Axis Securities and Government Support for EV Innovation
Axis Securities has highlighted the increasing accessibility of electric vehicles (EVs) due to government subsidies and declining battery prices. While EVs often have higher upfront costs compared to traditional internal combustion engine (ICE) vehicles, these factors are playing a crucial role in making them more affordable for consumers.
Key Points:
- Government Subsidies: Government incentives and subsidies are providing significant financial support to EV buyers, offsetting a portion of the higher upfront costs.
- Declining Battery Prices: The cost of batteries, a major component of EVs, has been steadily decreasing over time, making EVs more affordable for consumers.
- Increased Accessibility: These factors combined are making EVs more accessible to a wider range of consumers, contributing to the growth of the electric vehicle market.
The Growing Appeal of Electric Vehicles: A Cost-Effective Choice
While EVs may have higher upfront costs compared to traditional internal combustion engine (ICE) vehicles, they offer significant long-term savings. The lower operational costs, including lower electricity prices and reduced maintenance expenses, make EVs a more cost-effective choice over time.
Advancements in battery technology are further enhancing the appeal of EVs. Improved battery performance and range have helped alleviate range anxiety concerns, making EVs more practical for daily use.
The expansion of EV charging infrastructure is another key factor contributing to their growing popularity. While ICE vehicles benefit from a well-established fuel network, the number of EV charging stations is rapidly increasing across India, thanks to government and private sector support.

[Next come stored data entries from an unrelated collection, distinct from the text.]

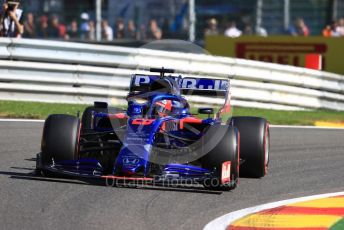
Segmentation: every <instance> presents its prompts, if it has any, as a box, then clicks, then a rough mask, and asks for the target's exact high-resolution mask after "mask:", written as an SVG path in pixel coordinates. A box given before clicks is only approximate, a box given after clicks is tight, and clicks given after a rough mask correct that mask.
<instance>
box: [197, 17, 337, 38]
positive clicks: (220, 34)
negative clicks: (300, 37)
mask: <svg viewBox="0 0 344 230" xmlns="http://www.w3.org/2000/svg"><path fill="white" fill-rule="evenodd" d="M285 33H286V34H288V35H291V36H303V37H307V36H309V35H310V34H311V31H310V29H309V27H308V26H307V25H306V23H305V21H304V19H303V18H297V19H296V20H295V21H294V23H293V24H292V25H291V26H290V27H289V28H288V30H287V31H285ZM221 34H223V35H225V36H227V37H231V38H236V37H240V36H242V35H258V36H264V37H265V36H268V32H267V30H266V29H265V28H263V27H258V28H255V29H253V27H252V25H250V24H246V25H244V26H243V29H242V30H240V29H238V28H237V25H236V22H235V21H230V22H229V23H227V26H226V27H225V29H220V28H219V26H218V22H217V20H216V19H215V18H211V19H209V20H208V22H207V27H206V29H205V31H204V35H221ZM322 36H324V37H343V36H344V18H340V19H339V20H337V21H333V22H331V24H329V25H326V26H325V28H324V29H323V30H322Z"/></svg>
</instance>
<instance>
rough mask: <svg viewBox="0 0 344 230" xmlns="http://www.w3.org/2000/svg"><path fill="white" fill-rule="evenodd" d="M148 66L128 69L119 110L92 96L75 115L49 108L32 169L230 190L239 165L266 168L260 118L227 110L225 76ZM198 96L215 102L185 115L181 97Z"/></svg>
mask: <svg viewBox="0 0 344 230" xmlns="http://www.w3.org/2000/svg"><path fill="white" fill-rule="evenodd" d="M151 72H158V73H159V74H153V73H152V74H149V75H138V74H136V75H133V76H132V79H131V84H130V91H129V94H128V96H127V101H128V107H127V110H123V109H120V108H113V107H109V106H108V104H107V103H104V102H95V103H94V106H91V107H88V108H86V110H85V111H84V113H83V115H82V119H81V120H80V119H79V118H78V117H74V116H69V115H50V116H49V117H48V118H47V120H46V121H45V124H44V130H43V137H42V144H41V153H39V154H38V155H37V171H38V172H40V173H43V174H44V173H53V174H57V175H72V176H76V177H80V178H85V177H86V178H99V179H102V178H103V179H104V178H105V179H109V178H110V179H113V180H116V181H147V182H149V183H153V184H159V183H166V182H170V181H172V180H173V181H174V182H176V181H185V180H187V181H188V182H191V183H195V184H196V183H198V184H202V185H203V186H204V187H206V188H209V189H214V190H230V189H234V188H235V187H236V186H237V183H238V178H239V172H240V176H245V177H254V178H260V177H263V176H265V175H266V173H267V168H268V163H269V125H268V122H267V121H266V120H265V119H263V118H258V117H231V113H230V111H231V107H230V89H229V88H230V84H229V83H230V82H229V79H228V80H223V79H222V80H220V79H212V78H209V79H205V78H188V77H184V78H183V77H181V76H173V75H167V74H172V73H173V70H168V69H151ZM183 95H184V96H183ZM185 95H186V96H185ZM202 96H207V98H208V99H207V100H214V101H216V102H219V101H222V102H223V104H221V106H218V108H199V109H198V115H199V116H197V115H195V114H192V113H191V110H190V106H189V103H188V101H187V100H186V97H187V98H193V99H194V100H195V101H197V100H202ZM209 98H210V99H209ZM203 100H204V97H203ZM208 104H209V103H208ZM214 104H215V103H214ZM215 107H216V106H215ZM200 117H202V118H200Z"/></svg>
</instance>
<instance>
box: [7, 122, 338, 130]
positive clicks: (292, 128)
mask: <svg viewBox="0 0 344 230" xmlns="http://www.w3.org/2000/svg"><path fill="white" fill-rule="evenodd" d="M0 122H32V123H34V122H36V123H43V122H44V120H30V119H0ZM270 127H271V128H287V129H339V130H341V129H342V130H344V128H339V127H318V126H293V125H270Z"/></svg>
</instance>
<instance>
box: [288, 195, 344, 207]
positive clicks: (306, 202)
mask: <svg viewBox="0 0 344 230" xmlns="http://www.w3.org/2000/svg"><path fill="white" fill-rule="evenodd" d="M287 206H293V207H308V208H343V207H344V197H332V198H324V199H319V200H311V201H306V202H300V203H295V204H290V205H287Z"/></svg>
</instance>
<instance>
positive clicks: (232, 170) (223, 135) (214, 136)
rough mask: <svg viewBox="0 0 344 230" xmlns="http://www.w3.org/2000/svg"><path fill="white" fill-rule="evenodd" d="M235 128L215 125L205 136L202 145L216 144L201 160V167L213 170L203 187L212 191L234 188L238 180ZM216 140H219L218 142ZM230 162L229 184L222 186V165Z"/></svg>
mask: <svg viewBox="0 0 344 230" xmlns="http://www.w3.org/2000/svg"><path fill="white" fill-rule="evenodd" d="M239 135H240V134H239V132H238V130H237V129H236V128H234V127H230V126H228V125H215V126H212V127H210V129H209V130H208V131H207V132H206V134H205V137H204V138H205V140H204V142H203V143H204V145H207V143H214V142H215V143H216V142H218V143H217V145H216V146H215V147H214V148H213V149H211V150H210V151H209V152H208V153H207V154H206V155H205V156H204V157H203V158H202V159H201V163H202V167H203V168H206V169H209V170H211V171H213V170H214V177H213V178H212V179H211V180H206V181H205V182H204V187H206V188H209V189H213V190H225V191H228V190H232V189H234V188H236V186H237V182H238V178H239V154H240V153H239V142H240V136H239ZM218 138H221V139H220V141H219V140H218ZM227 161H230V162H231V169H230V183H228V184H222V182H221V175H222V164H223V163H224V162H227Z"/></svg>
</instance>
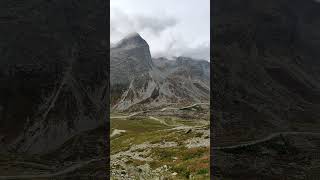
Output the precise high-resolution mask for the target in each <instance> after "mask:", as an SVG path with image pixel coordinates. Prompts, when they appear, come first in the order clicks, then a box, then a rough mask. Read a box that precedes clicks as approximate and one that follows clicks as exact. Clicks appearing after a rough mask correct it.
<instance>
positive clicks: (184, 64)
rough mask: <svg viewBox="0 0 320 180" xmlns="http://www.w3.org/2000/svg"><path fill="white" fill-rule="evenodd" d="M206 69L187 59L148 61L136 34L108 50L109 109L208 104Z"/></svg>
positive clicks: (148, 57)
mask: <svg viewBox="0 0 320 180" xmlns="http://www.w3.org/2000/svg"><path fill="white" fill-rule="evenodd" d="M209 66H210V65H209V62H208V61H204V60H194V59H191V58H187V57H177V58H175V59H174V60H168V59H166V58H152V57H151V54H150V50H149V45H148V43H147V42H146V41H145V40H144V39H143V38H142V37H141V36H140V35H139V34H138V33H133V34H130V35H128V36H127V37H125V38H124V39H123V40H121V41H120V42H118V43H117V44H115V45H114V46H113V47H112V48H111V49H110V77H111V79H110V81H111V82H110V84H111V108H112V109H113V110H119V111H126V110H136V109H146V108H156V107H159V106H163V105H165V104H168V103H192V102H209V99H210V96H209V94H210V93H209V92H210V85H209V84H210V75H209V74H210V67H209Z"/></svg>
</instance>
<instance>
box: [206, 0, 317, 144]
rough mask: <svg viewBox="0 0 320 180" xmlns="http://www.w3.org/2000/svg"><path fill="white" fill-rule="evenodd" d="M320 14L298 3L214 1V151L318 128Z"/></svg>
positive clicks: (310, 5) (303, 2) (274, 1)
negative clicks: (317, 49)
mask: <svg viewBox="0 0 320 180" xmlns="http://www.w3.org/2000/svg"><path fill="white" fill-rule="evenodd" d="M289 4H290V5H289ZM319 8H320V4H319V3H315V2H313V1H303V2H302V1H299V0H295V1H286V0H281V1H268V2H262V1H259V3H258V2H255V1H251V0H246V1H241V2H236V1H232V0H231V1H226V2H222V1H217V2H216V3H215V5H214V13H215V14H214V24H213V25H214V27H215V29H214V31H213V32H214V33H213V38H214V41H215V48H214V49H213V53H212V55H213V57H214V58H213V63H212V64H213V67H212V69H213V70H214V73H213V76H212V80H213V82H215V83H213V84H212V90H213V92H212V95H213V97H214V98H213V99H214V101H213V106H212V108H213V110H214V113H213V114H214V119H215V121H214V125H215V132H214V134H215V136H214V137H216V140H215V142H216V143H215V144H216V145H218V141H219V142H223V141H226V142H227V141H230V142H232V141H237V140H240V139H241V138H244V139H247V138H258V137H259V136H264V135H266V134H268V133H270V132H273V131H283V130H292V129H295V130H306V131H311V130H317V128H316V127H319V125H320V121H319V119H320V118H319V117H320V114H319V104H320V79H319V77H320V76H319V75H320V64H319V61H318V58H319V51H317V50H315V47H318V46H319V44H318V43H319V42H320V41H319V39H320V36H319V33H315V29H318V30H319V26H318V25H319V22H320V19H319V17H320V16H319V15H317V13H316V12H317V9H319ZM227 12H232V13H230V14H229V13H227ZM309 22H310V23H309ZM312 29H313V30H312ZM311 31H312V33H311ZM318 32H319V31H318ZM311 36H312V37H311Z"/></svg>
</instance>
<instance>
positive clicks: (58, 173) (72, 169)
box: [0, 158, 104, 180]
mask: <svg viewBox="0 0 320 180" xmlns="http://www.w3.org/2000/svg"><path fill="white" fill-rule="evenodd" d="M103 159H104V158H101V159H91V160H88V161H82V162H78V163H76V164H74V165H72V166H69V167H67V168H65V169H63V170H60V171H58V172H54V173H46V174H39V175H17V176H0V180H2V179H6V180H7V179H37V178H53V177H56V176H61V175H64V174H67V173H70V172H73V171H75V170H77V169H80V168H82V167H84V166H86V165H88V164H90V163H93V162H96V161H101V160H103Z"/></svg>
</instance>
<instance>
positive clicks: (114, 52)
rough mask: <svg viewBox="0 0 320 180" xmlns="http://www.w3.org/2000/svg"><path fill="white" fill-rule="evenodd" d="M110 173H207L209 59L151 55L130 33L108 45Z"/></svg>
mask: <svg viewBox="0 0 320 180" xmlns="http://www.w3.org/2000/svg"><path fill="white" fill-rule="evenodd" d="M110 85H111V87H110V91H111V117H110V118H111V135H110V136H111V137H110V138H111V177H112V178H113V179H159V178H169V179H188V178H191V177H194V178H200V179H208V178H209V124H210V123H209V101H210V95H209V94H210V65H209V62H208V61H205V60H196V59H192V58H188V57H175V58H173V59H167V58H152V57H151V55H150V51H149V45H148V43H147V42H146V41H145V40H144V39H143V38H142V37H141V36H140V35H139V34H138V33H132V34H129V35H128V36H126V37H125V38H123V39H122V40H121V41H119V42H118V43H116V44H114V45H113V46H112V48H111V50H110Z"/></svg>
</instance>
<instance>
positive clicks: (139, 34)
mask: <svg viewBox="0 0 320 180" xmlns="http://www.w3.org/2000/svg"><path fill="white" fill-rule="evenodd" d="M141 46H145V47H148V48H149V45H148V43H147V42H146V41H145V40H144V39H143V38H142V37H141V36H140V34H139V33H136V32H134V33H131V34H129V35H127V36H126V37H124V38H123V39H122V40H121V41H119V42H118V43H117V44H116V45H115V48H128V49H130V48H136V47H141Z"/></svg>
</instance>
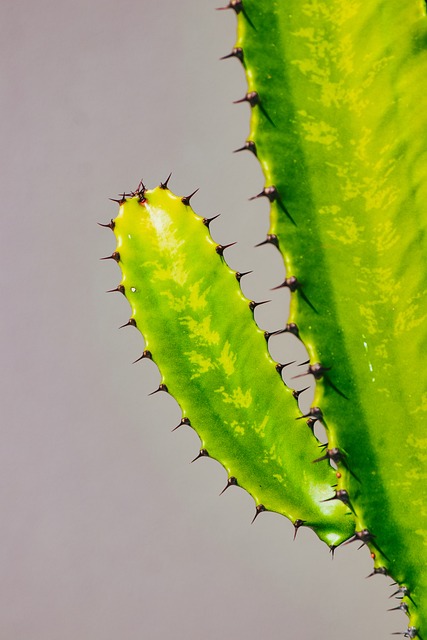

Resale value is another important consideration for many car buyers. While ICE vehicles have traditionally had a more stable resale market, EVs are catching up as battery technology improves and market demand increases. This suggests that holding an EV may become a more financially viable option in the future.
EV Industry Faces Challenges and Opportunities
The report by Axis Securities suggests that improvements in resale value will contribute to the long-term stability of electric vehicles (EVs) in the market.
A separate analysis by Bernstein revealed that the Indian EV two-wheeler industry generates approximately $1.3 billion in annual revenue but faces an estimated EBIT loss of $300-400 million without incentives. However, the Goods and Services Tax (GST) benefits have helped narrow the price gap between EVs and internal combustion engine (ICE) vehicles.
The EV industry currently relies heavily on government incentives and subsidies. To remain competitive and break into the traditional ICE market, EV manufacturers must focus on sustained growth, large-scale operations, and significant cost reductions.
The government is actively supporting the EV sector through various initiatives. The Union Cabinet recently approved the PM Electric Drive Revolution in Innovative Vehicle Enhancement (PM E-DRIVE) Scheme, which aims to promote electric mobility in India. This scheme has a budget of Rs 10,900 crore over two years.